Miles Davis – Dark Magus

Dark Magus

Miles DavisDark Magus CBS/Sony 40AP741-2 (1977)


Dark Magus is another great entry into the series of live recordings from Miles’ 1970-75 period.  This particular one comes from a Carnegie Hall concert on March 29, 1974.  It’s an excellent performance, churning out an energized voodoo funk jazz that could only come from Miles.  The band had enough control and skill at this point to produce a sound live that couldn’t really be improved on in the studio, no matter how many effects and cut-ups were employed.  There are slightly better recordings from the same period available, but this one is still an excellent album with a lot to offer.  I actually consider it one of my favorites from the period. I wish there were dozens more like it!  This is some OUT shit.

Mal Waldron & Steve Lacy – Live at Dreher, Paris 1981

Live at Dreher, Paris 1981

Mal Waldron & Steve LacyLive at Dreher, Paris 1981 HatHut hatOLOGY 4-596 (2003)

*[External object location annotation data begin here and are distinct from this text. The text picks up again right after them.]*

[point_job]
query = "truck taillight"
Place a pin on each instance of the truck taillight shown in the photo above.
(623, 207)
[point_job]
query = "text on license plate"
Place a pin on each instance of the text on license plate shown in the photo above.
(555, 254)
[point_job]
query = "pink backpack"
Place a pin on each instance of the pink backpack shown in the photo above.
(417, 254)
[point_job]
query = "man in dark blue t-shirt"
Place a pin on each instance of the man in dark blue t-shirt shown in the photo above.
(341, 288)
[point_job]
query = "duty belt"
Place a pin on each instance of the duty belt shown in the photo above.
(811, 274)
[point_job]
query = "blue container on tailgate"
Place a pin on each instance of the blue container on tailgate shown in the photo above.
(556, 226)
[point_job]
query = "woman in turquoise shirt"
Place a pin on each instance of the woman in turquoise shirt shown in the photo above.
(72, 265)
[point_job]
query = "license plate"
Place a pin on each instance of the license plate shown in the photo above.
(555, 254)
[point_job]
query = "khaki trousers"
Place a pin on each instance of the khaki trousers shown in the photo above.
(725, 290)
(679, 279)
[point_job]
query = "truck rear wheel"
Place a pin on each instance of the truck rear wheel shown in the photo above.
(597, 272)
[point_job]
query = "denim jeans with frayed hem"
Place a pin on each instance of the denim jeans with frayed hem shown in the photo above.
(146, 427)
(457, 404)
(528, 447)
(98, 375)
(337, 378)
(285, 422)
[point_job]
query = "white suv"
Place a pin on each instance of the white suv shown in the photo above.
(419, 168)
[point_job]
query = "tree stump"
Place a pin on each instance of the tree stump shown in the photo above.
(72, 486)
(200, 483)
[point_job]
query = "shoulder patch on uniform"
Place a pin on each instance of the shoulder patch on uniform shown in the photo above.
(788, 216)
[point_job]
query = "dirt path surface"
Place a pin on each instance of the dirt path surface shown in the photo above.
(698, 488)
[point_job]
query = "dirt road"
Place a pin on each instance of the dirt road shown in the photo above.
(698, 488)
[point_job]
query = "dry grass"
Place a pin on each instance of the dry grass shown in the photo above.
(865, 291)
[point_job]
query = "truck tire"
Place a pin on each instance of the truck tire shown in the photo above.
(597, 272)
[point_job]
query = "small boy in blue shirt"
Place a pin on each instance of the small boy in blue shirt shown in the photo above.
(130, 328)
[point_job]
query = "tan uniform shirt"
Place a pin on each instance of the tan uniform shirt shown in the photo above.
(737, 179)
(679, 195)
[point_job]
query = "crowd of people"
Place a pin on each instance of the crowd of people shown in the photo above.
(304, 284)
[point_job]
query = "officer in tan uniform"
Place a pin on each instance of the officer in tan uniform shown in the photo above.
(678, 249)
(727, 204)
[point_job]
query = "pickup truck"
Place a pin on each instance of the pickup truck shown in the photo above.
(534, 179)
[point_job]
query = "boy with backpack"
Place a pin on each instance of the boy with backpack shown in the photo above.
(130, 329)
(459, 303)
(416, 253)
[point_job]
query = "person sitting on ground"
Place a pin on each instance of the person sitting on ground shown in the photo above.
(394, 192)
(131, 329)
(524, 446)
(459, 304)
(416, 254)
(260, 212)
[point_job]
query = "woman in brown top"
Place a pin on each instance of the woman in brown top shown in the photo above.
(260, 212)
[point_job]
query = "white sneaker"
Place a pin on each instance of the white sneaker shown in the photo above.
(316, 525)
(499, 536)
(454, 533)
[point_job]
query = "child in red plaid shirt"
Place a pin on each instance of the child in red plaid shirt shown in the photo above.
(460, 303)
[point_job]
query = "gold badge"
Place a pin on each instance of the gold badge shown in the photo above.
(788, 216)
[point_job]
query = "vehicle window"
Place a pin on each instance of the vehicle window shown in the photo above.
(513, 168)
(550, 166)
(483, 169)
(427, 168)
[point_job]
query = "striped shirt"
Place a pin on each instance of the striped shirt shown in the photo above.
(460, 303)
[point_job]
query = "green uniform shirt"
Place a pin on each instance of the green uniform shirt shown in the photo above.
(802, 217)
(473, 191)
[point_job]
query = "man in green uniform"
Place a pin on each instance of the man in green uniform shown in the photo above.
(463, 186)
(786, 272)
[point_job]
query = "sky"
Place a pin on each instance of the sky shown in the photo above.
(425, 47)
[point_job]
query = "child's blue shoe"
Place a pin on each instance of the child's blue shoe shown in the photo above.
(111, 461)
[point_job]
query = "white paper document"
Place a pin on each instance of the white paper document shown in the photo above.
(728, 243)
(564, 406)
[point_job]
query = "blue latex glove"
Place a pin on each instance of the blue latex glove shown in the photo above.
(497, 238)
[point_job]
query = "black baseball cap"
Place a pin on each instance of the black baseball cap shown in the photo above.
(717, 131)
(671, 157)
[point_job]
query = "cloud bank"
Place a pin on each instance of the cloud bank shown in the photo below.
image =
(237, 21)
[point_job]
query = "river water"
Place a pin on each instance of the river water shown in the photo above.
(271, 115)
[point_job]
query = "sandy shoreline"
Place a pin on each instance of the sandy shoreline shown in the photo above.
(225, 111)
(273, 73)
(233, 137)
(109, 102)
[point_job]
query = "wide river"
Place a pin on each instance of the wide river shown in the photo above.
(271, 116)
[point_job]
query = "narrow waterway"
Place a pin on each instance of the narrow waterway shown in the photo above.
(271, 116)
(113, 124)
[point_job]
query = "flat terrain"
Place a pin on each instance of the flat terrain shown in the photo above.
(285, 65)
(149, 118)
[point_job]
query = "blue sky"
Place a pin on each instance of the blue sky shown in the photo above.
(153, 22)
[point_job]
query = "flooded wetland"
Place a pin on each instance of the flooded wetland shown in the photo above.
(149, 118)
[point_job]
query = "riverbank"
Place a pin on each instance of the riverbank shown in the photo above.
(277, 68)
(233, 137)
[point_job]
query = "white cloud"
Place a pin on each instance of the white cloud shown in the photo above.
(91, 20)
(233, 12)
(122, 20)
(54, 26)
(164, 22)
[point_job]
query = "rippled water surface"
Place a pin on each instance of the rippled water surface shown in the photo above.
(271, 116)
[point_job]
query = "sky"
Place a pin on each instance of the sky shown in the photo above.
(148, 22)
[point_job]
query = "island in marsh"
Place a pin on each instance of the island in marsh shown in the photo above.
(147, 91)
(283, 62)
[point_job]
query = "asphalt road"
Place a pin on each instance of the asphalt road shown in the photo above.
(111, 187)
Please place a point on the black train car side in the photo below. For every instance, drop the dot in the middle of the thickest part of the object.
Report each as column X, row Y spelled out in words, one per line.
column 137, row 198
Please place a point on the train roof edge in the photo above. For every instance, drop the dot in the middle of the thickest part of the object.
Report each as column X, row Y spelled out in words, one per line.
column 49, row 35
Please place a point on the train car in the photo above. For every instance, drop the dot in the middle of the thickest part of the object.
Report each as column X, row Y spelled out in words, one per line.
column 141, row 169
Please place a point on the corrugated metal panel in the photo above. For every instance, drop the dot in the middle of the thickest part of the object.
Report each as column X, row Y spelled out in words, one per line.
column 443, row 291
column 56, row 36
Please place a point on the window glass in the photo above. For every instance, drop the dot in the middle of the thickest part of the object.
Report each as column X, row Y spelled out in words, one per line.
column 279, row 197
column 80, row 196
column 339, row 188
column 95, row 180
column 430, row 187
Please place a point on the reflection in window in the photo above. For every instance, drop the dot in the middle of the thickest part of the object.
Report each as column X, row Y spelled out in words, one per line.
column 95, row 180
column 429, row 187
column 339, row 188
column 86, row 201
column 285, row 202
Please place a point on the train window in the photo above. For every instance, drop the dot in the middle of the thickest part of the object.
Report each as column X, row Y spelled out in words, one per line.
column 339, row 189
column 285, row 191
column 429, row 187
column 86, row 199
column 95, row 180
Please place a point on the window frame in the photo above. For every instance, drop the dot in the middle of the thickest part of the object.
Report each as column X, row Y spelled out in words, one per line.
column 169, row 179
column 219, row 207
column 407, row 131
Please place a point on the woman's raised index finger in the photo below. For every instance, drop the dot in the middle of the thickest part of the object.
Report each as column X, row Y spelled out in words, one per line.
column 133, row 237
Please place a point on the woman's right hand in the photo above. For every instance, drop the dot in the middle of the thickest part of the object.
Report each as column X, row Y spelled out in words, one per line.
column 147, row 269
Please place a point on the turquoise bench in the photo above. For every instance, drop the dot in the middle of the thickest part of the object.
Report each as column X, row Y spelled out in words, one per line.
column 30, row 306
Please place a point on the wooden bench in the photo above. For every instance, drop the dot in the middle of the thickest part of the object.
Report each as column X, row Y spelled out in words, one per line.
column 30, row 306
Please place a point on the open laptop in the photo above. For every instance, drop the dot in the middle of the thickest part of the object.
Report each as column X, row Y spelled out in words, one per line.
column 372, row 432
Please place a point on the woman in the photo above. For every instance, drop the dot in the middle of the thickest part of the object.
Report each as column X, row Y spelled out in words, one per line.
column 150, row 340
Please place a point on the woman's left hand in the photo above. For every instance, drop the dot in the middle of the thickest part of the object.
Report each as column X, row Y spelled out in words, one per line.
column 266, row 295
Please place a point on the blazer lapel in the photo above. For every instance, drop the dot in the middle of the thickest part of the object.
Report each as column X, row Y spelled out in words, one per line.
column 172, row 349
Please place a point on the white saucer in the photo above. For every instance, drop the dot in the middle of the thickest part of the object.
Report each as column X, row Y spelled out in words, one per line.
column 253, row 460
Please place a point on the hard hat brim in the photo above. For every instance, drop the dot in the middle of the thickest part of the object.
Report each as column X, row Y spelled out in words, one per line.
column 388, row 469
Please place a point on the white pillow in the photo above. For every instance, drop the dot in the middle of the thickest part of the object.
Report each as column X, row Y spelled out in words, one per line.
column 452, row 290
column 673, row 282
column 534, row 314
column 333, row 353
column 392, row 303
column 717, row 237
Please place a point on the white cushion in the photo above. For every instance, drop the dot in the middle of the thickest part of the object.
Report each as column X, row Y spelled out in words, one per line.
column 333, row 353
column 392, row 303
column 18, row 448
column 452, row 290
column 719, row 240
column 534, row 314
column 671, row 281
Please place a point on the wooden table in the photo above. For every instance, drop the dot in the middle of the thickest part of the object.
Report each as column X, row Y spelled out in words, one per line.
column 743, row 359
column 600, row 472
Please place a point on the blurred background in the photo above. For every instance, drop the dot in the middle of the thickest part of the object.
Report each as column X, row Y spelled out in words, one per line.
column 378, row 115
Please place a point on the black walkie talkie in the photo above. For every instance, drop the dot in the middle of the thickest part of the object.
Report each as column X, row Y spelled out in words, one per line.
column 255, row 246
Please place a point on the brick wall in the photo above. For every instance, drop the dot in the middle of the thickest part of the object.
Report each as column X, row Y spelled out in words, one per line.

This collection of two archival live recordings — Live at Dreher Paris 1981: Round Midnight, Vol. 1 and Live at Dreher Paris 1981: The Peak, Vol. 2 (both originally released in 1996) — features two long-time collaborators engaged in a great, public musical conversation.  The album is just Lacy and Waldron, playing some originals but mostly Thelonious Monk tunes.  The mood is a supportive one.  Each performer gets some time out front, or by himself, with plenty of collaborative passages as well.  Waldron plays with a blues tonality but also with blocks of repetitive riffs that lend a subtly hypnotic and thoroughly modern edge (the liner notes call this a hypnotic tension & release quality), which is confirmed by playing with sustain just enough to soften the rhythmic attack on his piano but never so much as to devolve into wispy sentimentality.  Lacy plays lyrically and brightly when he wants to, then at times with tangly solos that sometimes reach for “extended technique” honks and screeches, always maintaining a humility that belies the virtuoso technique.  While Waldron tends to synthesize disparate stylistic approaches, Lacy tends to alternate between them.  Both players are clearly “inside” the Monk songs, enough that these versions sound nothing like they way Monk recorded them yet also evidence tremendous admiration — the kind that posits true admiration as adding something to the songs and growing them into unique performances rather than timidly deferential museum piece recreations.  It is also music that finds few limits, pushing beyond the confines of formal structure while also making full and deft use of harmonic and rhythmic structure to develop themes that are long and deep.  If these recordings leave any particular impression, it is of two familiar collaborators who anticipated playing mostly Monk songs, and doing so in a mutually advantageous way, but with few if any preconceived ideas about how they would musically implement their performances.  So the listener gets to experience the performers offering up points and counterpoints, building up a rapport, all with full awareness of the audience for their performances.  It is kind of a more intellectual and cerebral version of the same kind of feeling that drives the “feel good” vibes of everything from rock “jam band” music to reggae…you name it.